Many commenters focused on the practicality and limitations of the tapping method. One commenter expressed skepticism about the reliability of tapping as a sole indicator of quality, especially given the variability in cheese wheels and the subjective nature of interpreting the sounds. They suggested tapping is more likely used in conjunction with other assessment techniques like coring. Another commenter with admitted limited experience echoed this sentiment, emphasizing that tapping is likely just one piece of the puzzle alongside visual inspection and smell. This commenter also highlighted the article's acknowledgment of tapping's limits.
The discussion also touched upon the tools used. One user inquired about the specific hammer used, pointing out the differences compared to a typical meat tenderizer. Another user hypothesized that the small hammer shown in the article's video might be insufficient for larger wheels, prompting speculation about the use of larger mallets and the potential risks of damaging the cheese with excessive force.

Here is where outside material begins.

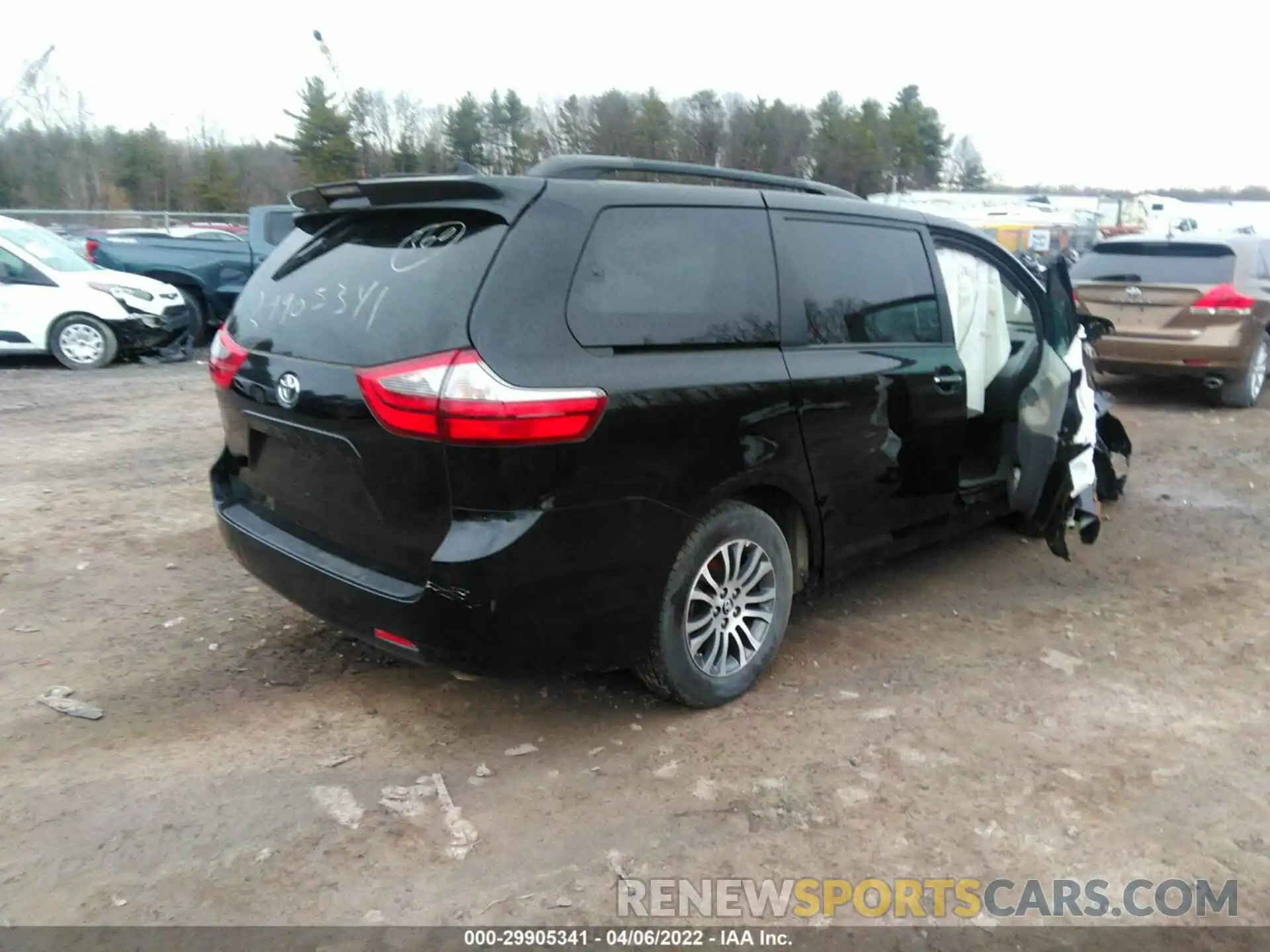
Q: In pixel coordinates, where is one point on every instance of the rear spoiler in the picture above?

Some comments offered additional insights into the cheesemaking process. One commenter, identifying as a cheesemaker, described the use of tapping to detect unwanted gas formation during aging, specifically mentioning the issue of "blowing" in hard cheeses. Another user extrapolated this point, mentioning other defects that tapping might reveal, such as cracks, which could compromise the cheese's aging process or structural integrity.
The conversation expanded beyond the practicalities to include anecdotal experiences. One commenter shared a story about a broken cheese wheel that went unnoticed and ended up costing them significantly, adding a real-world consequence to the importance of cheese assessment.

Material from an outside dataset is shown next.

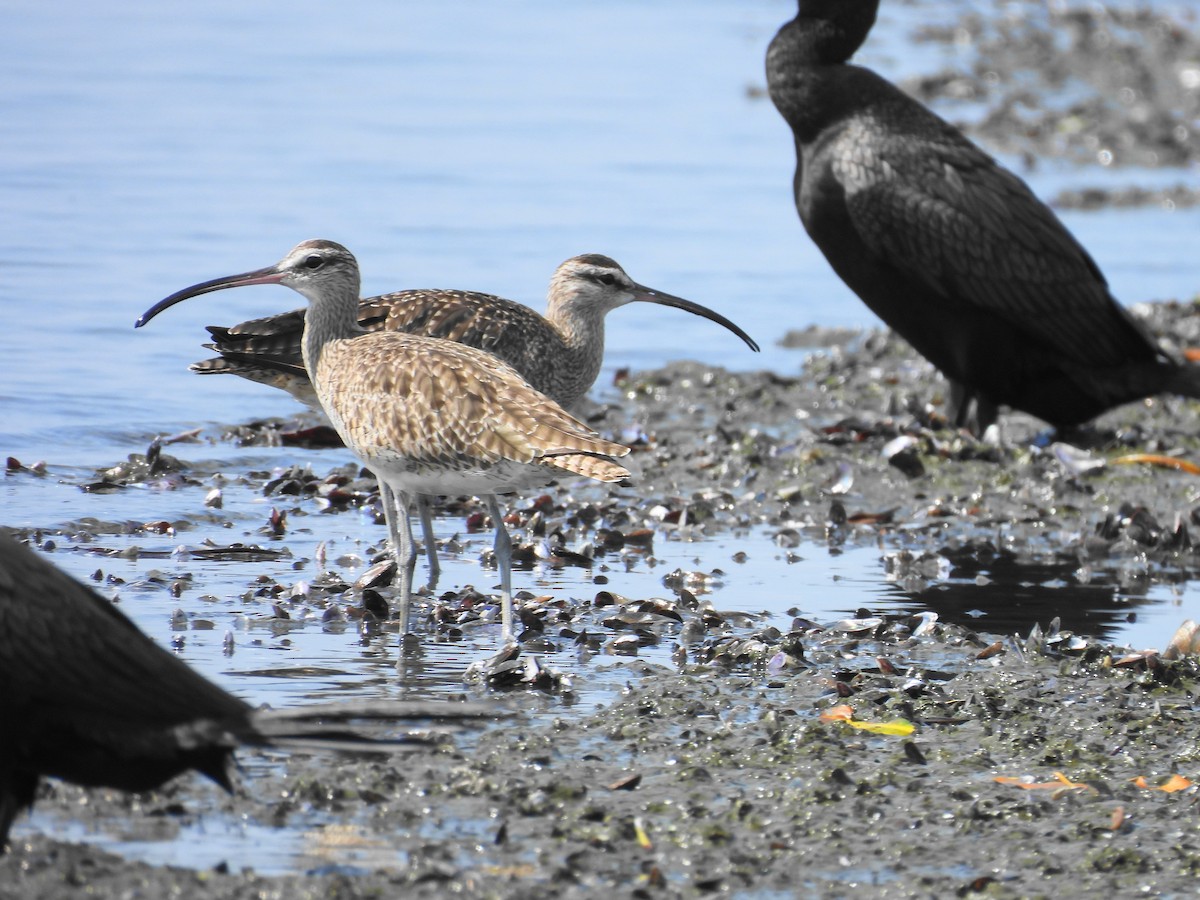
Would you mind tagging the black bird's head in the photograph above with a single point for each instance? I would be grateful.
(825, 33)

Finally, a few comments injected a touch of humor. One commenter jokingly suggested using machine learning to analyze the tapping sounds, a nod to the tendency to apply technology to traditional practices. Another commenter quipped about using a more forceful "Hulk smash" approach to cheese inspection.
Overall, the comments section offers a range of perspectives, from skeptical inquiries to expert insights and humorous asides, creating a robust discussion around the seemingly simple act of tapping a cheese wheel.